Yorgan yüzünün bir kısmını örterken gözlerini kapalı tutmaya çalıştı. Hızlanan kalp atışları ile nefes alışverişlerini düzene sokmaya çalıştı.
Gelen annesi ise büyük bir derdi olurdu. Lakin çalışanlardan herhangi biri ise büyük bir sıkıntı çıkacağını düşünmüyordu.
Yatağın aşağı kısmına elini uzatarak dergisini çekmiş ve yastığının altına saklamıştı hemen. Bunu yarın okulda Yeonjun'a teslim etmeliydi.
Yaklaşan adım sesleri gittikçe çoğalırken ardına da merdiveni tırmanan yeni ayaklar eklenmişti.
Neler oluyordu aşağıda?
Bir de bu saatte, tam da başkanın derin uykuda olduğu vakitte. Eğer çalışanlar bu duruma aldırış etmeden hatalı davranışlarını devam ettiriyorlarsa kovulmaları olasıydı.
Aniden açılan odasının kapısı ile gözlerini yumdu. Sırtı dönüktü.
Adım sesleri yaklaştı yaklaştı ve durdu. Nefes seslerinden anlayacağı kadar önünde biri vardı.
"Küçük bey, küçük bey, kalkın."
İlk seslenişte hareket etmedi. Sözde derin uykusundandı. Konağın kâhyasıydı bu ayrıca. Yaşlı başlı adamı niye odasına göndermişlerdi bu saatte o da ayrı bir konuydu.
"Küçük bey, küçük bey, kalkın lütfen." Bu sefer elleri ile kolunu sallayan bedene karşılık yavaşça açtı gözlerini Beomgyu.
Çoktan uyuyormuş gibi gözlerini ovuşturdu ve sanki göremiyormuş gibi kâhyanın yüzünü seçmeye çalıştı.
"Ne oldu?" diye de sormuştu.
"Küçük bey kalkmanız gerekiyor. Hanımefendi istedi." Çekinerek konuşmasını bitirdi kâhya. Elleri önünde bağlı öylece bakıyordu Beomgyu'ya.
"Neden?" diye konuştu Beomgyu. Yorganı üzerinden kaldırırken yanındaki fenerin üzerine iyice bıraktı, görmesini istemiyordu.
"Banka müdürü ölmüş."
"Ne?" dedi Beomgyu bakışlarını yaşlı adama çevirirken. Şokla büyüyen gözlerini saklayamadan ayağa kalkmıştı. Her şey yavaş yavaş yerine oturuyordu.
Banka müdürü Kai'nin babasıydı. En yakın arkadaşının babası nasıl ölmüş olabilirdi ki?
"Birkaç dakika önce evde patlama sesi duymuşlar, eşi çalışma odasına girince eşinin alnının ortasında bir delik olduğunu g-"

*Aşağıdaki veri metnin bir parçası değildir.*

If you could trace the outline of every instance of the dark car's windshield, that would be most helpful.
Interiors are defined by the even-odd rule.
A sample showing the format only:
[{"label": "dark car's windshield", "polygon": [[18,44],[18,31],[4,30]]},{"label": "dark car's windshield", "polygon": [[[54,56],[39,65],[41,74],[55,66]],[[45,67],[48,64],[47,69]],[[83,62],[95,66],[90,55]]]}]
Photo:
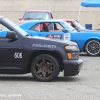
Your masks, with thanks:
[{"label": "dark car's windshield", "polygon": [[71,25],[69,25],[66,21],[63,21],[62,24],[67,30],[69,31],[74,30],[74,28]]},{"label": "dark car's windshield", "polygon": [[48,12],[26,12],[23,16],[24,20],[43,20],[50,19],[50,14]]},{"label": "dark car's windshield", "polygon": [[27,35],[27,33],[23,29],[21,29],[19,26],[17,26],[15,23],[13,23],[12,21],[10,21],[9,19],[4,18],[3,20],[6,21],[8,24],[10,24],[17,31],[19,31],[19,33],[21,33],[23,36]]},{"label": "dark car's windshield", "polygon": [[80,30],[84,30],[85,28],[79,24],[77,21],[74,21],[75,25],[80,29]]}]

"Yeter!" demişti Beomgyu midesinin bulandığını hissederek. Bu kadar detaya lüzum yoktu. Hızla yatağının yanında duran koltuktan hırkasını alarak kapıya yürüdü.
Geceliğinin bol paçalarından içeriye giren soğuk ile titreyerek merdivenleri indi.
Aklı almıyordu, neden ölmüştü ki bu adam?
Asıl Kai'nin durumu nasıldı?
Tehlikede bile olabilirlerdi. Zaten tek çocuktu babasından intikam alamayan kişi belki onunda canını isteyecekti.
Merdivenleri inmeye başladığından beri aydınlık olan konaktaki tek karanlık yerin odası olduğuna kanaat getirdi.
Kocaman salondan geçerken açık dış kapıdan dışarıya çıktı. Soğuk mayıs gecesinde ambulans seslerinin doldurduğu yan tarafa yürümeye başladı.
Oldukça sessizdi kocaman bahçeleri, kimsecikler yoktu. Arkasında hissettiği hışırtılar ile dönüp bakma gereği duymadı, kâhyanın olduğunu biliyordu.
Hırkasına sarılmış kolları ile anayola çıktı, ışıkların fazla olduğu yere yürürken sesler iyice arttı. Bağırıp çağırıp feryat figan ağlayan kadının sesi de ulaştı kulaklarına.
İçinden bir acıma duygusu yükseldikçe yükseldi. Onların bu haline cidden üzülmüştü, en yakın arkadaşı ne haldeydi acaba?
Evin biraz uzağında duran annesini gördü. Onun yanına adımlarken kollarını açan genç kadına sarıldı.
Sırtını okşayan kadın derin bir nefes verdi.
"Kai'nin yanında olmalısın." Beomgyu elverdiğince başını salladı.
Saçlarına bırakılan öpücük ile annesinden ayrılıp ileride evlerinin bahçesinde ki kaldırım da oturan gence yöneldi.
Sessizce göz yaşı döken Kai'ye yaklaştı ve önünde diz çöktü. Kollarını açtığı sırada göğsüne sıkı sıkıya sarılan genç ile saçlarını okşadı.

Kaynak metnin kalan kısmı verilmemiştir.